Die Brionischen Inseln/Brijuni bilden einen Teil der sogenannten österreichischen Riviera, die sich von Triest nach Pula entlang der Istrischen Küste zog. 1850 machten die Habsburger Lussin zu ihrer Sommerresidenz, 1860 vollendete Erzherzog Maximilian sein Sommerschloss Miramare bei Triest. Paul Kupelwieser kaufte 1893 die Brionischen Inseln, um in dieser Umgebung, begünstigt durch das milde Klima, das eine fast ganzjährige Saison erlaubte, ein neues „Capri“ zu schaffen. Er ließ die Sümpfe trockenlegen, bekämpfte mit Unterstützung Robert Kochs die Malaria, legte Reste einer römischen Kaiservilla frei und schuf Hotelanlagen, einen Jachthafen und sonstige touristische Einrichtungen auf modernstem Niveau. Die Nähe zu den wichtigen Häfen Pula und Triest und die damit einhergehende gute verkehrsmäßige Anbindung trugen zum Erfolg des Kupelwieser’schen Projektes bei. Brioni entwickelte sich bis zum ersten Weltkrieg zu einem der beliebtesten Urlaubsziele der europäischen Haute Volée. Unter Mussolini fielen die Inseln an Italien.
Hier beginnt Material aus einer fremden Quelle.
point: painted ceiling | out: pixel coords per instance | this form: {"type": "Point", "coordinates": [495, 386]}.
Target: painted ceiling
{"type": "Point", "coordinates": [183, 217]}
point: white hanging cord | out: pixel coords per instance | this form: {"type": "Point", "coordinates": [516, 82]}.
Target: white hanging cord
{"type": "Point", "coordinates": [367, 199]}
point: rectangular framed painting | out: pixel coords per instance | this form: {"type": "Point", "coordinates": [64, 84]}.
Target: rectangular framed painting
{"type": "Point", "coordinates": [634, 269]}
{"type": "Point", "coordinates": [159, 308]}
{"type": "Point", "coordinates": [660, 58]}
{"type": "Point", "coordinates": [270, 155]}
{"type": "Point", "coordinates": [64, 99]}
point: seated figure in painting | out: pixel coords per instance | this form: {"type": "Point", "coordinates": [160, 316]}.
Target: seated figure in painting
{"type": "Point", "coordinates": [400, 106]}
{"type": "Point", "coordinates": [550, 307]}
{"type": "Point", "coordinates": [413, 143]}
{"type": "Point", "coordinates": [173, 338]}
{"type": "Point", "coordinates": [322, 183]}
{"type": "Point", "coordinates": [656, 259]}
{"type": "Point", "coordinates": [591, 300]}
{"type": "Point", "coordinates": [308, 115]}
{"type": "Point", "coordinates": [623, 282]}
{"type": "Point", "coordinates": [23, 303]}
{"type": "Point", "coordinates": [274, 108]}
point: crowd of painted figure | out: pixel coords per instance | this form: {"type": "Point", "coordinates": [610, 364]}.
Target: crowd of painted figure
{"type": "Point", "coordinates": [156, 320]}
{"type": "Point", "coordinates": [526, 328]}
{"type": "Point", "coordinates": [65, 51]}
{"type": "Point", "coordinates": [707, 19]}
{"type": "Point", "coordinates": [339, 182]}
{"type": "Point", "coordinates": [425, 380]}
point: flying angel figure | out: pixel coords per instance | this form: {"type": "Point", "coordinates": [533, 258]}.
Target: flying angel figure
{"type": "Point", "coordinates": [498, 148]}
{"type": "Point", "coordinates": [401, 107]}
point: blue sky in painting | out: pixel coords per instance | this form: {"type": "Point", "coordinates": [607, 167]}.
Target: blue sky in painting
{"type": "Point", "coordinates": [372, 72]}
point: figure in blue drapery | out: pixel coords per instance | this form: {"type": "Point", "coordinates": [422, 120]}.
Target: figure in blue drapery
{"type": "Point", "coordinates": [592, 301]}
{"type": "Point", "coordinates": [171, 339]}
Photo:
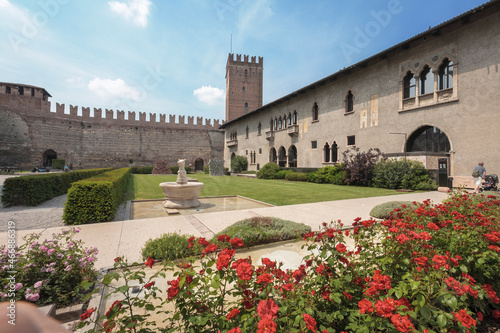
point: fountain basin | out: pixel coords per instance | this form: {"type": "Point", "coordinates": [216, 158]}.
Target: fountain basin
{"type": "Point", "coordinates": [181, 195]}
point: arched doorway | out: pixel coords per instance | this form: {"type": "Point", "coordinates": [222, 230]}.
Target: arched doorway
{"type": "Point", "coordinates": [292, 157]}
{"type": "Point", "coordinates": [282, 157]}
{"type": "Point", "coordinates": [198, 165]}
{"type": "Point", "coordinates": [48, 156]}
{"type": "Point", "coordinates": [272, 156]}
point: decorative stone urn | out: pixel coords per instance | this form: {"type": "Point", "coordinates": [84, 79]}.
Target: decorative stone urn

Durch die Eheschließung von Maria Anna Kupelwieser und Manfred I. Mautner Markhof (17. April 1926) wurde die Geschichte Brionis mit der des Hauses Mautner Markhof verbunden.
Auszüge aus den Lebenserinnerungen von Manfred I. Mautner Markhof
Brioni, diese märchenhafte Insel war im Besitz der Familie meiner Frau und eine Gründung des Großvaters, Paul Kupelwieser. Dieser war ein ganz hervorragender Mann. Relativ früh, mit ca. 50 Jahren, zog er sich als Industrieller – er hatte als Generaldirektor von Witkovitz dieses Stahlwerk zur Blüte gebracht- zurück und kaufte die malariaverseuchte, etwa 750 ha große Insel Brioni in der Adria. Mit Hilfe seines Freundes Robert Koch, dem berühmten Malariaforscher, war die Insel in kürzester Zeit fieberfrei, und nichts stand mehr im Wege, dieses Kleinod aufzuschließen. Es entstanden um den kleinen Hafen entsprechende Hotels mit einem großen, gedeckten Schwimmbad mit warmem Meerwasser, damals etwas ganz Außergewöhnliches, über hundert Kilometer chaussierter Straßen, ein 18-Loch-Golfplatz, zwei Poloplätze, Tennisplätze, etc. Auf Anregung von Carl Hagenbeck wurde ein großer Tierpark angelegt, der auch zur Akklimatisierung von frisch gefangenen Tieren Afrikas zur Verfügung stand. Später wurden dann auf der Insel in freier Wildbahn Hasen, Fasane, Rehe, Damwild, Mufflons und Axishirsche ausgesetzt, die sich glänzend vermehrten, allerdings nicht gerade zum Vorteil der herrlichen Flora. Ein dritter Freund Paul Kupelwiesers war Rudolf Diesel, der Erfinder der nach ihm benannten Motoren; dem erlaubte er, in das Schiff, das dem Verkehr mit dem Festland – also mit dem Kriegshafen Pola – dienen sollte, den ersten Dieselmotor, der je in ein Schiff kam, einzubauen. Dieses Fahrzeug, das ca. 100 Personen tragen konnte, versah seinen Dienst in unglaublich verlässlicher Art bis zum Beginn des Zweiten Weltkrieges. Nach dem Tode Carl Kupelwiesers (1925) – Großvater Paul war bereits 1919 verstorben – ging der Besitz in die Hände meiner Frau und ihrer beiden jüngeren Schwestern über. Die Verwaltung übernahm ein Freund der Familie, ein K. u. K. Marineoffizier, Dipl.-Ing. Pietro Cunoldi.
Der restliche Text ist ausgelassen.